Can you give an example, then we can work through it with you?
I don't think so, because with specific examples it's always easy simply to apply one of the rules and that answers the question, but what I'm looking to do is understand all the rules rather than how they apply, because I just don't know them yet.
OK, I can show what I've got when it comes to the acidity of H atoms (i.e. a more acidic H atom is one that is likeliest to dissociate or be removed by the base in solution). Please correct me on anything that is wrong:
1. Which atom is the H attached to? Let this atom be called X. Then in order of decreasing acidity of the H atoms attached to X, we have X=I, Br, Cl, S, P, F, O, N and C (I'm not entirely sure about the order of the "S, P, F, O" block).
2. If X is attached to the C from C=O, or C from C=C, the acidity is increased (C=O > C=C). In the general case where X is attached to the M
1 from M
1=M
2 (where M1 and M2 are two atoms), the more electronegative M
1 and M
2 are the more acidic the protons on X will be.

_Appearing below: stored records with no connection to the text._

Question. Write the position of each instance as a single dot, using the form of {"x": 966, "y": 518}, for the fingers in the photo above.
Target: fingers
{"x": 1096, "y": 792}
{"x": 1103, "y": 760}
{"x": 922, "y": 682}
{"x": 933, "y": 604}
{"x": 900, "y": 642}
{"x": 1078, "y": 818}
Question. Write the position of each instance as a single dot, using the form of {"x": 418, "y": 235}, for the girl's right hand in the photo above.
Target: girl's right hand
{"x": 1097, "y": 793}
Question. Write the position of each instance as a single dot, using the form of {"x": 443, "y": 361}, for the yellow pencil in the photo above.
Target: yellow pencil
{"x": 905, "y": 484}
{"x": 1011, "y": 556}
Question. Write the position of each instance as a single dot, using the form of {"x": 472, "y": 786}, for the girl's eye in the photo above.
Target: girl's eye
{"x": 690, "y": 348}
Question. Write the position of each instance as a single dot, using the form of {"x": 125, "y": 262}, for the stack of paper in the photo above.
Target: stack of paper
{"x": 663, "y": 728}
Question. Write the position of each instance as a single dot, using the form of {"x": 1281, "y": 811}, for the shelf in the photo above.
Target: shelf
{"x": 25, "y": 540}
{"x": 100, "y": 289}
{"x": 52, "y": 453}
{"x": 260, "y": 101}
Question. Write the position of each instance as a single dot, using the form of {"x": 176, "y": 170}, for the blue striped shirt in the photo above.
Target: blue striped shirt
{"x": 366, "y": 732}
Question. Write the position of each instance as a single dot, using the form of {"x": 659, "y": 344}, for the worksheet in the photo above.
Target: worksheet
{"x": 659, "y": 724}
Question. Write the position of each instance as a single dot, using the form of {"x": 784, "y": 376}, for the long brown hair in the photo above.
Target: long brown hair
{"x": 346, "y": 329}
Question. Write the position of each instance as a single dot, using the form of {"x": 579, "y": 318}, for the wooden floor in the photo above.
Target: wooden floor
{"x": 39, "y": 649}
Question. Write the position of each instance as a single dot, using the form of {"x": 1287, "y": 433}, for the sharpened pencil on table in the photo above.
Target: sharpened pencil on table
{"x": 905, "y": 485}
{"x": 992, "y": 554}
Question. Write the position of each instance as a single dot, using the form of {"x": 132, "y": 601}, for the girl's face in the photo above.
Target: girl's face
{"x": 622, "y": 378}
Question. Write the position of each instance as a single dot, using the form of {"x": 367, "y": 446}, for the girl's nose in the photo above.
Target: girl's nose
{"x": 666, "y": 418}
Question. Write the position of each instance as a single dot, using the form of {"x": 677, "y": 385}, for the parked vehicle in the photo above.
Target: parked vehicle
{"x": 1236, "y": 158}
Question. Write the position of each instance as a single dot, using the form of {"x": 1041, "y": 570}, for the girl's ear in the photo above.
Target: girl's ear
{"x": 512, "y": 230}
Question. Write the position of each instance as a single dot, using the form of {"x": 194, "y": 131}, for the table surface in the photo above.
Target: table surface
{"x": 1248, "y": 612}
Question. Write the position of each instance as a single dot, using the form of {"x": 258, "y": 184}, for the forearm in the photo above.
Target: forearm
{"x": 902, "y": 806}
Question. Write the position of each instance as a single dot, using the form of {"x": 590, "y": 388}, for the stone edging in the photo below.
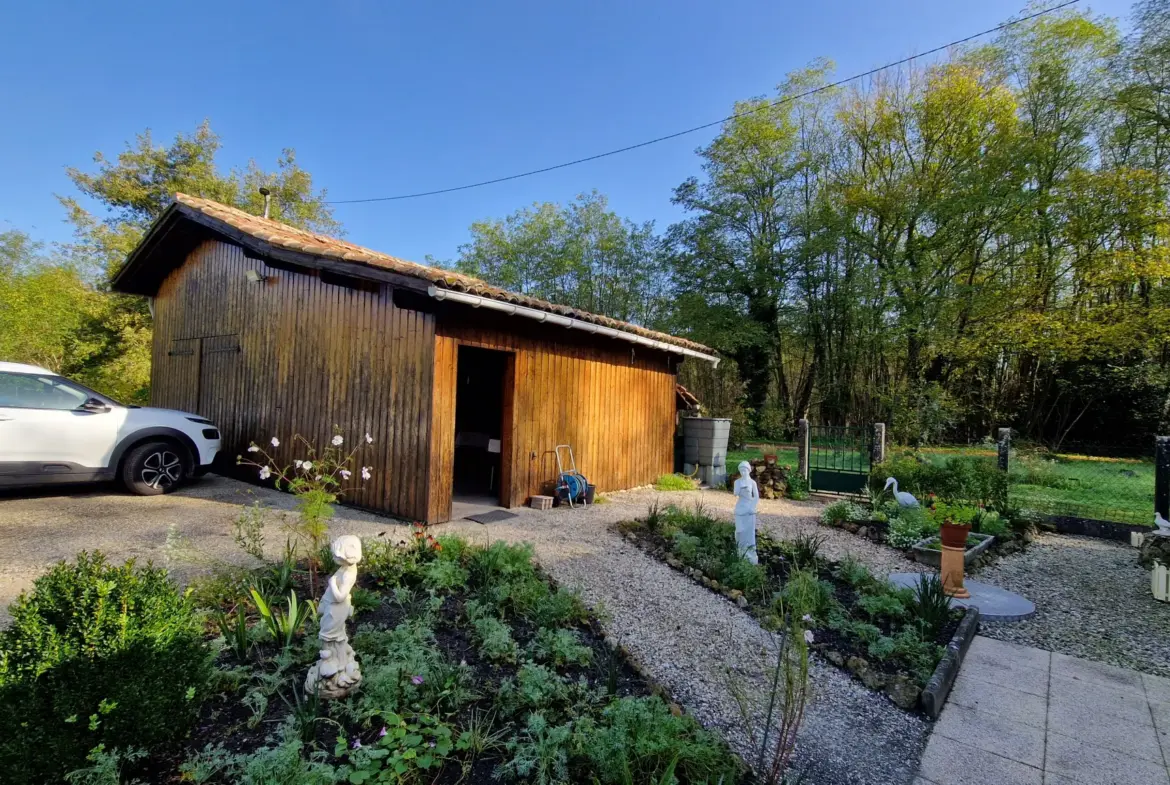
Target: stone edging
{"x": 935, "y": 694}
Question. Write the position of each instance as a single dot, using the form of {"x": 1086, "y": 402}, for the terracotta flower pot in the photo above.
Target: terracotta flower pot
{"x": 955, "y": 536}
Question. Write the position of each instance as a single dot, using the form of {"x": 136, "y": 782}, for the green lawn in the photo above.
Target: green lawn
{"x": 1103, "y": 489}
{"x": 1100, "y": 488}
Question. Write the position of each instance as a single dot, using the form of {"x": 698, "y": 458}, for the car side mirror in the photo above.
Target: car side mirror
{"x": 95, "y": 406}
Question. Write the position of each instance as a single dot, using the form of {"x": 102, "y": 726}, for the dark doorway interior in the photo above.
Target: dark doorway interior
{"x": 479, "y": 421}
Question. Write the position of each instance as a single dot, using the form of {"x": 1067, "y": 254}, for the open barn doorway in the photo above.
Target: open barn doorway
{"x": 482, "y": 427}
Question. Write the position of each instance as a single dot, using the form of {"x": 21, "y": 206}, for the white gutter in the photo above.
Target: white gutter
{"x": 475, "y": 301}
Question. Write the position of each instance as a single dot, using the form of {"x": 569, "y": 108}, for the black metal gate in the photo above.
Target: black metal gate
{"x": 839, "y": 458}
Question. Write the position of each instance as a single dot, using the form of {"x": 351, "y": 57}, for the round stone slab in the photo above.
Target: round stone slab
{"x": 995, "y": 604}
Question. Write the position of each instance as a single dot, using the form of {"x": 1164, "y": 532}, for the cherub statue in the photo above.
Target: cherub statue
{"x": 336, "y": 673}
{"x": 747, "y": 501}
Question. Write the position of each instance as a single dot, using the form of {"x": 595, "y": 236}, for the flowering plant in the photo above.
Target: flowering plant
{"x": 317, "y": 481}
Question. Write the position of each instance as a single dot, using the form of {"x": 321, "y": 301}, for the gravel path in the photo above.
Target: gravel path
{"x": 694, "y": 642}
{"x": 704, "y": 649}
{"x": 1093, "y": 600}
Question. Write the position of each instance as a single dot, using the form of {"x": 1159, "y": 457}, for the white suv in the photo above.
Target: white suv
{"x": 55, "y": 431}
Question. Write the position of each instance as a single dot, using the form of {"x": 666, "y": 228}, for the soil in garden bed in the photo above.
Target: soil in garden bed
{"x": 224, "y": 718}
{"x": 778, "y": 566}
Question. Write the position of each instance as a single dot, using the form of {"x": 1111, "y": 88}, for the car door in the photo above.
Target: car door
{"x": 43, "y": 428}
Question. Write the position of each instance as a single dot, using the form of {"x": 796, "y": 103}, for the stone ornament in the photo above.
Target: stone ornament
{"x": 747, "y": 501}
{"x": 336, "y": 673}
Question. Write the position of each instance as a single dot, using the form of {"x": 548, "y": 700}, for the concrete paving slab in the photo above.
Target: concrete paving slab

3. The presence of electronegative atoms near X increases acidity of protons on X. The closer they are the more acidic; the greater their electronegativity, the more acidic; the greater their number, the more acidic. (I think that's the rough order of precedence as well - the closeness is the most important factor, followed by their place in the electronegativity series, followed by how many of them there are.)
4. If X is attached to one of the C atoms from C≡C, the protons on it will be more acidic than if X were simply attached to C atoms single bonded. (The same applies even if, instead of C carbon, we have something like N nitrogen instead.)
There must be a few inaccuracies which I would appreciate if you could correct, but on the whole this is what I can glean from the textbook.
If you could help me with that first, we can move on later to how this relates to the opposite, which is likelihood of protonation rather than likelihood of dissociation.